The coding I did was to add proper exception handling to khmer’s internal file loading routines (see the pull request). The old behavior threw std::exceptions in C++ code that were not handled by the Python API, and hence crashed Python. The new behavior transforms the errors into an exception class that the C to Python bridge explicitly handles and turns into IOErrors in Python.
Since khmer is at version 1.0.1 already, you would be excused for being surprised that an attempt to (say) load a k-mer hashtable from a nonexistent file would result in the Python interpreter crashing. Indeed. This seems like a reasonably important part of maturity. Why did we wait so long? Why wasn’t proper exception handling prioritized well before this?
Well, the short answer is that the code worked well enough! When our Python scripts crashed, there was an error message that was pretty clear, and it didn’t happen very often in the normal course of things.
So why update it now? First, it was time: it’d been on our issue list for some time, and was one of the last sets of crashing problems we had. But, second, some of our file loading code was starting to cause problems. We’ve spent the last year or so steadily accumulating reports of infinite loops that eventually pointed squarely at our file loading code (see the list). These are now some of our more frequent bug reports, and they come from non-obvious causes — they seem to be triggered by anything that truncates a file, like running out of disk space or having an NFS-triggered write error. So, since I had the time during my travels, I put in the effort to add error handling and exception propagation. (The file reading code was also insanely stupid. It’s slightly less so now.)
And this brings me back to the title. For research purposes, we’re much more worried about inaccurate research results than we are about crashing bugs. The latter are annoying and obtrusive, but don’t result in erroneous results; inaccurate code causes much less visible problems that can be more serious scientifically.
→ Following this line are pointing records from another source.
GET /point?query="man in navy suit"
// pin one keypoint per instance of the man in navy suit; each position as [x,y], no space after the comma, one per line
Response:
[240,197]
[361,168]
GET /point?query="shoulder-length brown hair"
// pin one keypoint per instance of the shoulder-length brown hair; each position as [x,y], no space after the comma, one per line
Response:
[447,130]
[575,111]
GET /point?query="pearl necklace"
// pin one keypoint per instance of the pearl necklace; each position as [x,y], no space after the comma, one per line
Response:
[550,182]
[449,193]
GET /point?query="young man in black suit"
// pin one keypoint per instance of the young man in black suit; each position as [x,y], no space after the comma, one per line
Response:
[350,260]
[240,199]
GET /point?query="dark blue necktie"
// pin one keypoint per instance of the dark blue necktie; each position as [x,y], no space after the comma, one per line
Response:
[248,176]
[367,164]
So we test the bejeezus out of our scientific code while practicing a kind of long game with the rest of the khmer code: we wait until there are actual behavioral problems that we could trace back to some bit of code, and then we fix it.
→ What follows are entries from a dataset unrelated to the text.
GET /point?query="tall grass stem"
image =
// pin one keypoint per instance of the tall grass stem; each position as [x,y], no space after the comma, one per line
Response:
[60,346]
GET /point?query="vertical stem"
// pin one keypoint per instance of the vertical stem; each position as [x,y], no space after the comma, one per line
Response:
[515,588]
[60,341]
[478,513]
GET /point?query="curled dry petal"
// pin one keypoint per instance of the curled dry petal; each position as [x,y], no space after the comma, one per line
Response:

A fine example of Stupidity Driven Functional Testing!
If you read some of the many rants about research programming (I ran across this one yesterday), it’s clear that choosing the right balance between general code quality and research functionality right is tough and is probably individual to the project. There’s also this problem — that “best practices” all too often is interpreted to mean over-engineering code for the future. We have some of that in khmer, to balance our under-engineered code, but we’ve mostly stayed away from complex class hierarchies and the like.
What’s the right answer for us? We don’t know, but we’re putting a fair amount of effort into figuring it out :).